Judge blocks Sparta bridge’s removal

By LAURA BRUNO
DAILY RECORD

A 1911 one-lane timber and stone bridge in Sparta, set to be dismantled on Monday, was granted a one-day reprieve after a local homeowners association opposed the bridge’s removal today.

Superior Court Judge Catherine Langlois in Morristown granted a temporary injunction prohibiting the state Department of Transportation from dismantling the structure known as Sussex County Bridge Q-25 on West Mountain Road on Monday.

The Lake Grinnell Association, which represents 45 homeowners living near the bridge, filed a lawsuit today asking the court to block the DOT’s plans to remove the bridge and replace it with a new two-lane bridge. The lawsuit also contends Stillwater Township is violating a 1996 agreement to preserve and maintain the bridge due to its historic significance.

The case is scheduled for a hearing Monday before Superior Court Judge Theodore Bozonelis in Morristown.

“The information we received is that the bridge will be demolished and that they will try to save some pieces,” said Stuart Lieberman, the Princeton attorney representing the lake association.

“We want this bridge preserved. We need the comfort of knowing this bridge will be preserved and not that they’ll end up saying, ‘Oh, sorry it couldn’t be done.'”

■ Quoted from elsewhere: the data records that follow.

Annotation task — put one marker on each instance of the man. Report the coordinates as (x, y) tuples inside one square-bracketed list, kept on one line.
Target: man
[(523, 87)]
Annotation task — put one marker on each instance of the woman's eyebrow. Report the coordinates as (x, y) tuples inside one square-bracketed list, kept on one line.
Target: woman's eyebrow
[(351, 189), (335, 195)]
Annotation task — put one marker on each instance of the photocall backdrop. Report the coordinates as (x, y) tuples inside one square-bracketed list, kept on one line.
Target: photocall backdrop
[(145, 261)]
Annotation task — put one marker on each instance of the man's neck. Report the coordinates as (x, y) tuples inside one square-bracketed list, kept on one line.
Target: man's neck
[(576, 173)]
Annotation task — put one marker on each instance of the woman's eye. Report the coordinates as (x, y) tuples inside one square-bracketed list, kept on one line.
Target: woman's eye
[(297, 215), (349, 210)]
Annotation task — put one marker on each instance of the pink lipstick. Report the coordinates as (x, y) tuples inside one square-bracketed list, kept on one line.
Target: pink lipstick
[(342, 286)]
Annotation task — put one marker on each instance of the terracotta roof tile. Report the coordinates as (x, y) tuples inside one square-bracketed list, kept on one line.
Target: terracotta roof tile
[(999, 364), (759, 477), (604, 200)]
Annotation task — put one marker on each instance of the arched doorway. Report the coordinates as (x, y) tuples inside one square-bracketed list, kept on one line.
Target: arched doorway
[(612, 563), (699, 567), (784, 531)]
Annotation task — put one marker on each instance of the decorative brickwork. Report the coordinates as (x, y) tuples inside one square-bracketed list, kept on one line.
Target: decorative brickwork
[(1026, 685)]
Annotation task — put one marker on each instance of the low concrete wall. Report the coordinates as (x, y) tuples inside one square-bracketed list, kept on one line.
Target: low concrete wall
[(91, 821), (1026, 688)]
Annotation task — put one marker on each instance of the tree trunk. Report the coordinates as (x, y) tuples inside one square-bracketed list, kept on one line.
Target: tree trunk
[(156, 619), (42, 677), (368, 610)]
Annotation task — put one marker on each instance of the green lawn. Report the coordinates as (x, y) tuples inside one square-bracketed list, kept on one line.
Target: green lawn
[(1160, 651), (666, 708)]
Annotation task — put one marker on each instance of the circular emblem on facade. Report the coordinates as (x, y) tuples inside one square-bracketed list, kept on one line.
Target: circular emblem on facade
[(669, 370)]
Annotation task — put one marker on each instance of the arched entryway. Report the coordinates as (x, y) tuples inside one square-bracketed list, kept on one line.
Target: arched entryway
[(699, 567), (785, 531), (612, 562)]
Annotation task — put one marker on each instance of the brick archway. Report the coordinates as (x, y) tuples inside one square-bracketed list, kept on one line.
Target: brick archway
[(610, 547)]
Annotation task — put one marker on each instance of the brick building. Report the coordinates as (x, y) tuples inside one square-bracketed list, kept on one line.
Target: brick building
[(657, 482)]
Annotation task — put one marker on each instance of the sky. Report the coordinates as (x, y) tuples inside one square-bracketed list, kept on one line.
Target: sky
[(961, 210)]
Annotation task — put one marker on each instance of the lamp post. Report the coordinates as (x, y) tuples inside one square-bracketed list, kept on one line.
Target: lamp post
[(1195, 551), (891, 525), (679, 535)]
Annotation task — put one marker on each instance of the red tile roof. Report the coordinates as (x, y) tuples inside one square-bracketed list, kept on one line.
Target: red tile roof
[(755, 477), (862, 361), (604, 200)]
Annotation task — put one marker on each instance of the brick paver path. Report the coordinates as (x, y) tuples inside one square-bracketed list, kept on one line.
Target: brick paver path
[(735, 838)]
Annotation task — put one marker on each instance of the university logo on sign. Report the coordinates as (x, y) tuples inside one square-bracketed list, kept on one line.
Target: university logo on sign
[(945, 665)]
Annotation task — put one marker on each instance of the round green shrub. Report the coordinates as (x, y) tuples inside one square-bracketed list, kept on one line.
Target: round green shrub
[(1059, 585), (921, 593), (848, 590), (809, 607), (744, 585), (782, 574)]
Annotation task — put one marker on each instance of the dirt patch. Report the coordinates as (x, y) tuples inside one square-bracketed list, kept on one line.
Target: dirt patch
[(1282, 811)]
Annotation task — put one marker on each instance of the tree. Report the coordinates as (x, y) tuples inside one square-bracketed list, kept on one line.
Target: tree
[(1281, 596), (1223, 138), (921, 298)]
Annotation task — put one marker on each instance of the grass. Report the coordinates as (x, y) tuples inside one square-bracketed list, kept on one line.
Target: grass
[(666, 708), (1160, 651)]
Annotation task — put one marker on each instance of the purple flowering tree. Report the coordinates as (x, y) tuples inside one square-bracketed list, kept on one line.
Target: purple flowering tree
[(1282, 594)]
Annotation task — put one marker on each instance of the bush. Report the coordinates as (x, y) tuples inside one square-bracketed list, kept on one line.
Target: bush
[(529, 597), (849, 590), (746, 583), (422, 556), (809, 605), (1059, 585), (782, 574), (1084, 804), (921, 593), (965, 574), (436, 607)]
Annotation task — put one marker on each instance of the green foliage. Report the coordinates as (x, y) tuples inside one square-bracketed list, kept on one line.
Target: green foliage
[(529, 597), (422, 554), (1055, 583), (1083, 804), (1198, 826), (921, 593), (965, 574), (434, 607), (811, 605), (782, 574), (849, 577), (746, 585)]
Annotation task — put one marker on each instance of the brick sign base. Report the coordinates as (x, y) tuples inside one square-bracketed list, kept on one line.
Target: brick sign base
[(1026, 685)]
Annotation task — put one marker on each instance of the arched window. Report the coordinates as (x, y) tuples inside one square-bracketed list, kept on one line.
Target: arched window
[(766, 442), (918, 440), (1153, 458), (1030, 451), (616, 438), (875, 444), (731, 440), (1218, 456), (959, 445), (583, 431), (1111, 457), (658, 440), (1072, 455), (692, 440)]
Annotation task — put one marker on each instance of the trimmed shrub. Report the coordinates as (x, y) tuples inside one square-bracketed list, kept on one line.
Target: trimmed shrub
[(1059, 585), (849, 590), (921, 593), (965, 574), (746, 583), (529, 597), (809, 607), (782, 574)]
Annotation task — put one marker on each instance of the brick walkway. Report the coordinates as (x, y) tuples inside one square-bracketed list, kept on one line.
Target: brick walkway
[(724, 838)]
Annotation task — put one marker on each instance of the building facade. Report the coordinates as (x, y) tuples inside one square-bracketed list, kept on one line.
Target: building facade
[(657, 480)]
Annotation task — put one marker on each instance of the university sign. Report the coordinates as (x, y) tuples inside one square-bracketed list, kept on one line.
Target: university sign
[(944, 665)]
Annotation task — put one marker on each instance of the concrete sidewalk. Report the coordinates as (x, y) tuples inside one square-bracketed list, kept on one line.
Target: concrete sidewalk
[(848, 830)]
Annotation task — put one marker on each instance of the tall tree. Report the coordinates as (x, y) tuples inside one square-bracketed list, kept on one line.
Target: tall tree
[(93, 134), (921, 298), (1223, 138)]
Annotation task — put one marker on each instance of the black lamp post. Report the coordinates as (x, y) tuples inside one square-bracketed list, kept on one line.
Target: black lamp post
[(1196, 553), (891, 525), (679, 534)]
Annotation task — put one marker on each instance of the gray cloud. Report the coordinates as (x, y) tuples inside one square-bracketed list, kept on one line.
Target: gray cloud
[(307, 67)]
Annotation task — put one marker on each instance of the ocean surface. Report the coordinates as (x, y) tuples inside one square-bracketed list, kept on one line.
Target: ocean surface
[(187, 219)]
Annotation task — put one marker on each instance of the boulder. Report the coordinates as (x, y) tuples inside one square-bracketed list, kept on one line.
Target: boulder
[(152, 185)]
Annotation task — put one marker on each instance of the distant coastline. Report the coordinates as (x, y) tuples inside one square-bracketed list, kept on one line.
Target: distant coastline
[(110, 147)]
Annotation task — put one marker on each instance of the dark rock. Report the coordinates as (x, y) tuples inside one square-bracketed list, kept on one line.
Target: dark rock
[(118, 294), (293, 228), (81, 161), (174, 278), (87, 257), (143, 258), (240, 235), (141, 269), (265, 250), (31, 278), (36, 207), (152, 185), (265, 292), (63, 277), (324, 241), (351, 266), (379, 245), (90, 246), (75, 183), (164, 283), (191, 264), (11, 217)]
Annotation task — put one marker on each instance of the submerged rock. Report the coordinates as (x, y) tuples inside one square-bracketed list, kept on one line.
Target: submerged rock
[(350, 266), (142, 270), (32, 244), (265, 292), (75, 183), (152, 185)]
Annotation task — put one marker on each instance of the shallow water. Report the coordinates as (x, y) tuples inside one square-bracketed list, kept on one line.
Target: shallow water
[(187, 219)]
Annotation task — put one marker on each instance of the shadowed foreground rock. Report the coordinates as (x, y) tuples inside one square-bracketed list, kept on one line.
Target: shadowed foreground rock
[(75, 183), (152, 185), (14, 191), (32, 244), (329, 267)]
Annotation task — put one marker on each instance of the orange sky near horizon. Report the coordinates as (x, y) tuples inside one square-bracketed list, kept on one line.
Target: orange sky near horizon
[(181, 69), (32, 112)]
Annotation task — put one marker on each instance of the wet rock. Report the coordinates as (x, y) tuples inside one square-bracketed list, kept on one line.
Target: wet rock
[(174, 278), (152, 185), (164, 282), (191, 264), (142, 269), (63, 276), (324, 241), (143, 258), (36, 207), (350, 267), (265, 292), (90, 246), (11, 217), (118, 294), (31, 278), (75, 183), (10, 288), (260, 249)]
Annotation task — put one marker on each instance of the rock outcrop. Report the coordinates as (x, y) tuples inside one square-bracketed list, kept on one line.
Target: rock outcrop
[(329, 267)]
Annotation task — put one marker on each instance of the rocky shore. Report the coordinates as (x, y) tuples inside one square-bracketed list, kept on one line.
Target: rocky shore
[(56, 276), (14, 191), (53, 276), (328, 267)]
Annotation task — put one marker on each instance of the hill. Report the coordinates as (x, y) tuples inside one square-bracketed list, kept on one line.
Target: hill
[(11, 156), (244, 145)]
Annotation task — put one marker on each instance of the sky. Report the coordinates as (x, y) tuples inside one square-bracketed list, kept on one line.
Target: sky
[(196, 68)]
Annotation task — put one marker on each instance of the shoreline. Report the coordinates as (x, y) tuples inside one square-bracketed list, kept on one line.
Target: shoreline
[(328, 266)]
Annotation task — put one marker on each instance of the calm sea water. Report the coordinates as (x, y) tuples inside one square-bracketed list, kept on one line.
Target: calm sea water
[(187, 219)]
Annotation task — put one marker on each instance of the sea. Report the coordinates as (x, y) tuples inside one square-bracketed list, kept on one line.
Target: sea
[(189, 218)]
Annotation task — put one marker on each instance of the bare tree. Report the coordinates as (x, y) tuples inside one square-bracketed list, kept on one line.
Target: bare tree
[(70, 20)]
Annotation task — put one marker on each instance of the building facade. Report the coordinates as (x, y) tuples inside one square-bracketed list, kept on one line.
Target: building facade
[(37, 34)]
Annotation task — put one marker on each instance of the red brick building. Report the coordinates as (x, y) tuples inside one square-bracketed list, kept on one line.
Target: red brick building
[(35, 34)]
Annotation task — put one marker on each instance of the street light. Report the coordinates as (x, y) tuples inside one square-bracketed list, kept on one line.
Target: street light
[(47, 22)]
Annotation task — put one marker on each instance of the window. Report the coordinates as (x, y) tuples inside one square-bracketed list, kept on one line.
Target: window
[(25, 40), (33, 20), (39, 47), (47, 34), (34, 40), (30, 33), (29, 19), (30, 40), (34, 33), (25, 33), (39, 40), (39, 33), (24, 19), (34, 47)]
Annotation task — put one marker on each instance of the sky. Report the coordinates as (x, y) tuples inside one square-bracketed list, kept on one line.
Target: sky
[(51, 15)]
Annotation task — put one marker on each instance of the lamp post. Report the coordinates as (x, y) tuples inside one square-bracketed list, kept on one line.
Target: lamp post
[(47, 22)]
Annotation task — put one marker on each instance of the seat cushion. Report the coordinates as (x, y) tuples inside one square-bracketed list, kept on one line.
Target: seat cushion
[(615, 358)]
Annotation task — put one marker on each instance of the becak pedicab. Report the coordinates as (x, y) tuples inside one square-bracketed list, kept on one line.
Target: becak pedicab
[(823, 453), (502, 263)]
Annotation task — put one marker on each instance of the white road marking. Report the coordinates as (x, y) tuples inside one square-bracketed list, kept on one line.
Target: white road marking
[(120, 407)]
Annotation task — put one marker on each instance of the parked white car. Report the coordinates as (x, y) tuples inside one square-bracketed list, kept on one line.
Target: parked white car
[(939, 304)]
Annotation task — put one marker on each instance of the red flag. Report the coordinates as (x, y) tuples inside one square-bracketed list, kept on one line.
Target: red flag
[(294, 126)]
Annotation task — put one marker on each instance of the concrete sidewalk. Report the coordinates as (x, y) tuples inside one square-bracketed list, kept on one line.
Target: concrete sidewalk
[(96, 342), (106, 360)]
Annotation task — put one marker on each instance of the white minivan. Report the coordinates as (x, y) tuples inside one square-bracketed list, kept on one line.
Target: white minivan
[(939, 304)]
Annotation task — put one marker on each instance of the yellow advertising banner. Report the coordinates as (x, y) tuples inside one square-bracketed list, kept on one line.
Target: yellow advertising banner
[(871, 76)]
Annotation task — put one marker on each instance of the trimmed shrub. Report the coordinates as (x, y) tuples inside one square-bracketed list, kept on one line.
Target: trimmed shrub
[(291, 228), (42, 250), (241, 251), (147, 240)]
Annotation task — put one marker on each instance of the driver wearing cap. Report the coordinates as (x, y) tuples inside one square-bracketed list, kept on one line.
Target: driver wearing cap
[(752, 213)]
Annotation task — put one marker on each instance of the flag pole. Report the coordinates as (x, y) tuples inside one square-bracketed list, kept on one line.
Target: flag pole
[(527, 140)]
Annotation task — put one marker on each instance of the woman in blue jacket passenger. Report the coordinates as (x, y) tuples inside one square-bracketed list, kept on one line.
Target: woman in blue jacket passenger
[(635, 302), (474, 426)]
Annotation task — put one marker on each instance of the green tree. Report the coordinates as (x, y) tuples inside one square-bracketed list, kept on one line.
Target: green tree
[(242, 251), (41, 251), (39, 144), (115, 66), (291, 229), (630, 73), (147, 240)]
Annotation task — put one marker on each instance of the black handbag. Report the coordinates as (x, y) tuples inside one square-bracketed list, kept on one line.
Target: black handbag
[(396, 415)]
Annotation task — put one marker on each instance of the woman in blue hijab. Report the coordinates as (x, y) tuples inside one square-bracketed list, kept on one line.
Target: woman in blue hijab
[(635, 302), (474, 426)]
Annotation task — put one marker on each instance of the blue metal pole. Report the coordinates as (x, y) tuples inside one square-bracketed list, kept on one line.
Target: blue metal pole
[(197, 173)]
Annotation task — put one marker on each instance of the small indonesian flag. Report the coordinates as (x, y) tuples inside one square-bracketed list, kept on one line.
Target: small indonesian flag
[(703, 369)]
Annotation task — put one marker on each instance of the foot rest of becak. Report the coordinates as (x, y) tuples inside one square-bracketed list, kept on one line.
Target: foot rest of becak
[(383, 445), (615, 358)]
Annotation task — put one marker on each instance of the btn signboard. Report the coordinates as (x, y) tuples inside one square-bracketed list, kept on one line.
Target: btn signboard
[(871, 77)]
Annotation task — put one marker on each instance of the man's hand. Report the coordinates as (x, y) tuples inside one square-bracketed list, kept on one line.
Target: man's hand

The DOT agreed to dismantle the bridge and reconstruct it over a trout stream in Stillwater’s Pond Brook Park, said Jerard Murphy, Stillwater’s administrator. He said the plan does not violate the preservation agreement.

“We are trying to preserve this bridge,” Murphy said. “Whatever materials are worth salvaging will be saved … Demolish means crush up and put in a Dumpster, and that is not the intent of anybody on this project.”

In the 1996 preservation agreement, the bridge is described as an artifact of the Lehigh and New England Railroad. The bridge has been considered eligible for inclusion in the National Register of Historic Places.

“The use of locally available materials — timber and stone — in 1911, a time when most structures were being constructed of steel, is significant,” according to the agreement.

Murphy said Stillwater’s park was specially designed to receive the historic structure.

“We’d love to have the entire structure, but we’re not sure if some parts will be salvageable or if they’ll be beyond repair,” Murphy said.

The bridge has been closed to traffic for four years after an oversized truck damaged guard rails, according to the lawsuit. The bridge had been found substandard and structurally obsolete by the state 20 years ago.